Personal information
- Born: 2 March 1919 Budapest, Hungary
- Died: 28 January 1990 (aged 70) Budapest, Hungary

Chess career
- Country: Hungary
- Title: International Master (1950)

= Tibor Flórián (chess player) =

Hungarian chess player

Tibor Flórián (2 March 1919 – 28 January 1990), né Feldmann, was a Hungarian chess player and chess composer. He received the FIDE titles of International Master (IM) in 1950 and International Arbiter in 1951. Flórián was a Hungarian Chess Championship winner in 1945 and a European Team Chess Championship team bronze medal winner in 1961.
==Biography==
Flórián was a leader of the Hungarian chess movement. He was General Secretary of the Hungarian Chess Union (1961–1984) and chief editor of the Hungarian chess journal Sakkélet (1983–1984). He was chief arbiter of the 4th Women's Chess Olympiad (1969). He is also known as a chess writer who wrote several chess books. At the age of 15 he published his first chess problem.

In 1945, Flórián won the Hungarian Chess Championship. He later took part in several national championships: 1951 (8th place); 1955 (7th place), 1958 (tie for 4th and 5th places); 1959 (tie for 6th and 7th places).
He took part in many international chess tournaments. His best results were:
- Belgrade (1948): tie for 1st and 2nd places
- Bucharest (1949): tie for 4th and 5th
- Bucharest (1951): tie for 3rd and 4th
- San Benedetto del Tronto (1957) – 3rd place.

He was in Hungary's national team in the largest team chess tournaments:
- Chess Olympiad 1952
- European Team Chess Championship 1961; he won a bronze medal in the team event.
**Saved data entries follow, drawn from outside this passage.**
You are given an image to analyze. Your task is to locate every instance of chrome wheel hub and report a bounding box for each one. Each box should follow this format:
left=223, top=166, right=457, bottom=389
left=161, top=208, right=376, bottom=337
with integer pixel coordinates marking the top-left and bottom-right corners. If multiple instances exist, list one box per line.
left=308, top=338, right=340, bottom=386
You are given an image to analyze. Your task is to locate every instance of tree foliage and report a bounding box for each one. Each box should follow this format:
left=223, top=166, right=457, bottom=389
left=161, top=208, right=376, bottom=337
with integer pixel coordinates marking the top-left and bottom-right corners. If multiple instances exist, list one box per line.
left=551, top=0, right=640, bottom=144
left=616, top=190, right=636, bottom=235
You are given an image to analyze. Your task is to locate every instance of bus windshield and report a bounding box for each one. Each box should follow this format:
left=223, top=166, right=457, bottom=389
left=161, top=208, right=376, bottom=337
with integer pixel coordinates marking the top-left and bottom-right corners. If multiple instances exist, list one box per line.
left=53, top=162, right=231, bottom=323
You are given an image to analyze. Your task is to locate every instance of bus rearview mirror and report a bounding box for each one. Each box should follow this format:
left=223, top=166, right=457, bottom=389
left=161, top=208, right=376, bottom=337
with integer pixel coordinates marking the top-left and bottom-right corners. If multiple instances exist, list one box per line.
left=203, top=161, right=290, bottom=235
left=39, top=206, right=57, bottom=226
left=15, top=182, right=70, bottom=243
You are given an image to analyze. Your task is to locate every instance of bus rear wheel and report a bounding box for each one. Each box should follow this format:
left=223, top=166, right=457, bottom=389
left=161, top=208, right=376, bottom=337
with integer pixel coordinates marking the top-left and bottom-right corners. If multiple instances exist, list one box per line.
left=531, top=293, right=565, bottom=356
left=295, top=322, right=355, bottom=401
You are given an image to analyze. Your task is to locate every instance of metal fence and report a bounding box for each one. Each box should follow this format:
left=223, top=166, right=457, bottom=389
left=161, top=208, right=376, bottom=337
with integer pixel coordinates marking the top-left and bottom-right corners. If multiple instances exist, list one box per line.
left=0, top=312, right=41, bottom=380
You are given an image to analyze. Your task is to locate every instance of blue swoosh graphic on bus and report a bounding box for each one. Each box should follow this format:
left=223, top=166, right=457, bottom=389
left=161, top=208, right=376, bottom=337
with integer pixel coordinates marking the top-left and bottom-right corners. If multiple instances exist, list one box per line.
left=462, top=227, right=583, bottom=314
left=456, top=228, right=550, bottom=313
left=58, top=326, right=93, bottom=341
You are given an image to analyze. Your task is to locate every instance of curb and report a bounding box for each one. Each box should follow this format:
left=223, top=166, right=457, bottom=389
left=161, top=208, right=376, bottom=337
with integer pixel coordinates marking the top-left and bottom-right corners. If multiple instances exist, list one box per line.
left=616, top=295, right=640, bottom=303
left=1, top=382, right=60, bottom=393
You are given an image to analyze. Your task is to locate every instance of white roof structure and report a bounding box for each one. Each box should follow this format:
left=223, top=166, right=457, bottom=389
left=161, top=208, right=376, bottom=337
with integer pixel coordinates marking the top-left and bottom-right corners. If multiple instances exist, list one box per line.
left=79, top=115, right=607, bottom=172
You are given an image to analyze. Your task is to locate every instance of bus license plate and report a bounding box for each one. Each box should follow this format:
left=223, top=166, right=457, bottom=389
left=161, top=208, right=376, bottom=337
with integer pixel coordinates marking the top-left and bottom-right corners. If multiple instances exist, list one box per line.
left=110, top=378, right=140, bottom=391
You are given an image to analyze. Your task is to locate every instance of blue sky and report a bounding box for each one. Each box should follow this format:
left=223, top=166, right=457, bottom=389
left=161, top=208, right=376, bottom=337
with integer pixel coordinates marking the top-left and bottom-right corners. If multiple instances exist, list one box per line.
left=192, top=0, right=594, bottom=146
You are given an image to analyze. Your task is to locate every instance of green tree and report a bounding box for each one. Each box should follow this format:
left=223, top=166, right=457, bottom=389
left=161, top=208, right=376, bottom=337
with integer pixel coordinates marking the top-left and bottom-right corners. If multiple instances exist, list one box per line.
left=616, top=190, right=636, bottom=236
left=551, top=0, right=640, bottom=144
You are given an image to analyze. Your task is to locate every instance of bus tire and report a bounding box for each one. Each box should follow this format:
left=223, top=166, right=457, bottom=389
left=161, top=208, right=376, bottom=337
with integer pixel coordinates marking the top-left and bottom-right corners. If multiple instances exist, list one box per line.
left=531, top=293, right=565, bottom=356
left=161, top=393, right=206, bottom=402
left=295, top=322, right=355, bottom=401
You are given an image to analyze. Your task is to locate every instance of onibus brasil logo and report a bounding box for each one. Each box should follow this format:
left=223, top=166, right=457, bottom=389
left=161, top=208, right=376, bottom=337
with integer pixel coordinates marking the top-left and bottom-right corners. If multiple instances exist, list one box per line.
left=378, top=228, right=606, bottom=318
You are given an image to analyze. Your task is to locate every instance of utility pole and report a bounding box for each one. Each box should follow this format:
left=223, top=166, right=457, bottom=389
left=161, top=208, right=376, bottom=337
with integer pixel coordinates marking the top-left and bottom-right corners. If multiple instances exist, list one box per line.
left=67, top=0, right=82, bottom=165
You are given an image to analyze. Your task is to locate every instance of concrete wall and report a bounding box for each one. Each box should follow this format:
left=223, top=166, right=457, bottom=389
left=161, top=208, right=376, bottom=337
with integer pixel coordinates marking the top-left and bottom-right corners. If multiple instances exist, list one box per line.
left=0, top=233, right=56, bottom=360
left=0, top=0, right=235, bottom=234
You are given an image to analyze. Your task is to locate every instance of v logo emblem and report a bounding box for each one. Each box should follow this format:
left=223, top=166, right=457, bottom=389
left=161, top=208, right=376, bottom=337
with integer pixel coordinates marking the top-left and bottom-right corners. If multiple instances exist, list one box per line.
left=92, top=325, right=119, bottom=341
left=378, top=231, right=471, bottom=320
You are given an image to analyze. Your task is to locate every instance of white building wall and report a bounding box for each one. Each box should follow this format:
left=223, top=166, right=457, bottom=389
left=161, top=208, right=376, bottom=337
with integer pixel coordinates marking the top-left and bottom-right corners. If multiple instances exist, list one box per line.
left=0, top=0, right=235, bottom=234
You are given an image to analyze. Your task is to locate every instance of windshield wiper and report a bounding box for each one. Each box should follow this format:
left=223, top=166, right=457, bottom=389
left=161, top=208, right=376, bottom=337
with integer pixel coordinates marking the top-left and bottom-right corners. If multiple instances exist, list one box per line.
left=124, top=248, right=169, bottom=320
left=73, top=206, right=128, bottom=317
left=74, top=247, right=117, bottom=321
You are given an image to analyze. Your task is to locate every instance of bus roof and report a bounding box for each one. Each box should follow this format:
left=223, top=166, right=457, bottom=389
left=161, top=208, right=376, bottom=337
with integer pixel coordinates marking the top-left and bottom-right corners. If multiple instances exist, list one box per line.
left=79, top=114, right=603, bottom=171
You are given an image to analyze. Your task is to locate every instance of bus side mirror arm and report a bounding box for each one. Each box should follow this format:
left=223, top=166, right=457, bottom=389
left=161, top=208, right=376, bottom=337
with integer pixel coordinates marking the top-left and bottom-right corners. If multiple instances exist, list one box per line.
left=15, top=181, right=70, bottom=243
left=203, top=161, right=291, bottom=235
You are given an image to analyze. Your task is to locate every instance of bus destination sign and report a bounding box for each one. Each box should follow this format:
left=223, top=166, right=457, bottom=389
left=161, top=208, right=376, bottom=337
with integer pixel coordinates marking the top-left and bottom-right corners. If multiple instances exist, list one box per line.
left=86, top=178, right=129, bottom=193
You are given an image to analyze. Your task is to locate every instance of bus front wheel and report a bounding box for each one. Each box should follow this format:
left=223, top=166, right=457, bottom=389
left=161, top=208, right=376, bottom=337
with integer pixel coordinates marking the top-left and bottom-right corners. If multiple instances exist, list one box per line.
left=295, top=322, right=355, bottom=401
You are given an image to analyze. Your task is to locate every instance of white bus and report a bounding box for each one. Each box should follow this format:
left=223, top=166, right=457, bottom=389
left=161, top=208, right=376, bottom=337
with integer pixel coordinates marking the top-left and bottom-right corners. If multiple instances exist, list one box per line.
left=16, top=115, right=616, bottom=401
In December 1958 he achieved his highest Elo rating of 2554.

He was also active in correspondence chess and took part in the 7th, 8th and 9th correspondence chess olympiads.
==Literature==
- Florian, Tibor. Védekezés és ellentámadás, ("Defence and counter-attack") Budapest, 1965;
- Florian, Tibor. A legjobb Magyar támadójátszmák ("The best Hungarian attacking games"), Budapest, 1970;
- Florian, Tibor. The Schliemann Variation of the Ruy Lopez. Published by The Chess Player, Nottingham, UK (1970);
- Florian, Tibor. Defence and Counter-Attack. Published by Pergamon, Oxford 1983. ISBN 9780080241432;
- Florian, Tibor. Entscheidung in der Schlussrunde. Ratschläge zur Vorbereitung - Beispiele zur Spieltaktik. ("Decision in the final round. Advice for preparation - Examples of tactical play") Published by Franckh'sche Verlagshandlung, Stuttgart (1987). ISBN 9783440058060.